Economic concerns and new political priorities force contractors to be proactive

A wait-and-see stance will put your organization at a disadvantage

The second quarter of 2009 roared in with two critical — and in many ways related — occurrences within days of each other. On April 3, 1105 Government Information Group, which publishes Washington Technology, released the research study “Positioning to Win Federal Business,” compiled by Market Connections Inc. and subsequently discussed by a panel of industry leaders.

Then, on April 6, Defense Secretary Robert Gates announced the key recommendations he would make to President Barack Obama with respect to the fiscal 2010 defense budget.

Both events deserve further review.

The Defense Department announcement is significant for its revelations about the winners and losers in the budget for 2010 and beyond — not just based on possibilities and conjecture but based in cold reality as revealed by Gates.

The 1105 GIG/Market Connections study is noteworthy for its insight into what your peers in the federal market believe are the most pressing challenges ahead and how they are responding. The top two challenges in the next 12 months are:

  • Changes in agency strategies and initiatives under the new administration.
  • Achieving growth in a sluggish and uncertain economy.

Or as one respondent said: “The next 12 to 18 months [are] going to be a time of great confusion, figuring out what works and what doesn’t from the last administration and getting changes made.”

Concerns related to the economy and new government strategies affect organizations large and small. The fact is that leaner business development organizations are chasing fewer and shifting defense opportunities, with ever-increasing corporate competition.

The 1105 GIG study revealed key strategies that successful contractors are using to improve their capture processes and resulting win rates:

  • Better relationships with existing and new clients.
  • Close coordination of account/capture/business development and solutions organizations.
  • More emphasis on the early capture process.
  • More rigorous bid selection.
  • Third-party evaluations of processes to ensure effectiveness.

In Washington Technology’s Top 100 issue in May, an article titled “Contractors mix worries with optimism” indicated that the principal challenges facing Top 100 company leaders are:

  • Entering new markets.
  • Developing new lines of business or expertise.
  • Recruiting employees with specific expertise.
  • Finding new teaming partners.

Even more critical is the revelation that 80 percent of the Top 100 executives believe the market is more competitive than it was just five years ago.
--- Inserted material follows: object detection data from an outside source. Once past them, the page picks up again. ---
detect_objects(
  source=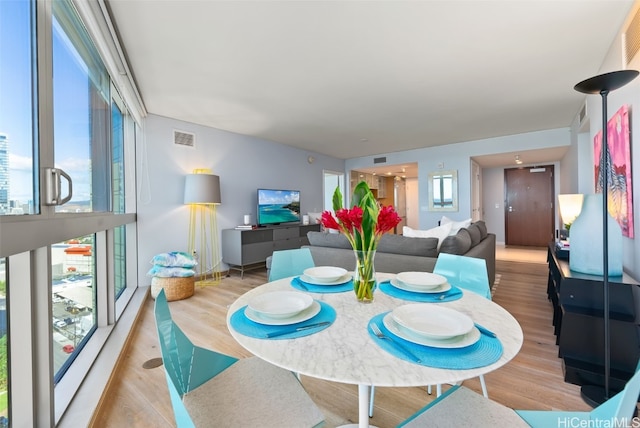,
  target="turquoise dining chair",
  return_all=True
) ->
[155,290,324,428]
[398,371,640,428]
[269,248,315,281]
[369,253,491,416]
[427,253,491,398]
[433,253,491,300]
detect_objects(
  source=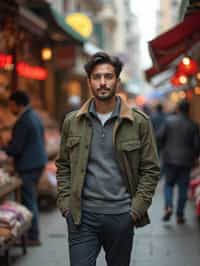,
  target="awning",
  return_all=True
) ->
[26,1,87,44]
[148,11,200,69]
[83,42,102,55]
[144,67,175,87]
[50,7,87,43]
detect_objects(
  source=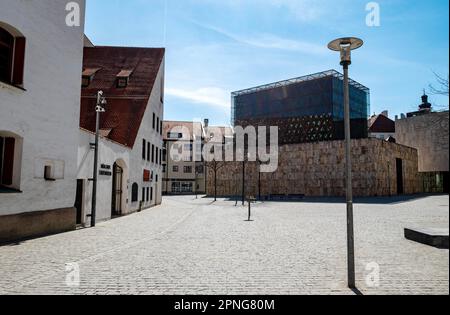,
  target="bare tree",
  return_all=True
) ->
[206,159,225,201]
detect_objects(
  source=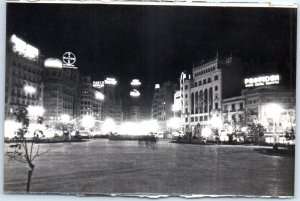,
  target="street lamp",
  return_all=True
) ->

So what does all this mean for your organization? Given the revelations above and their impact on business development, some companies have taken a hard look at their business development organizations and discovered they are not as well prepared to tackle today’s new reality as they had thought. They’re finding critical gaps in their processes, such as an inability to identify and qualify opportunities and gather human intelligence. Coupled with essential skill disparities in their business development employees, those shortcomings will negatively affect their ability to win business.

In this uncertain environment, a wait-and-see stance will put your organization at a disadvantage. Now, more than ever, an assessment of your business — getting plans, people and processes correctly aligned and operating in a cohesive manner — is an essential strategy to achieve success. Training your teams to tackle the new reality is a prudent investment of time and money.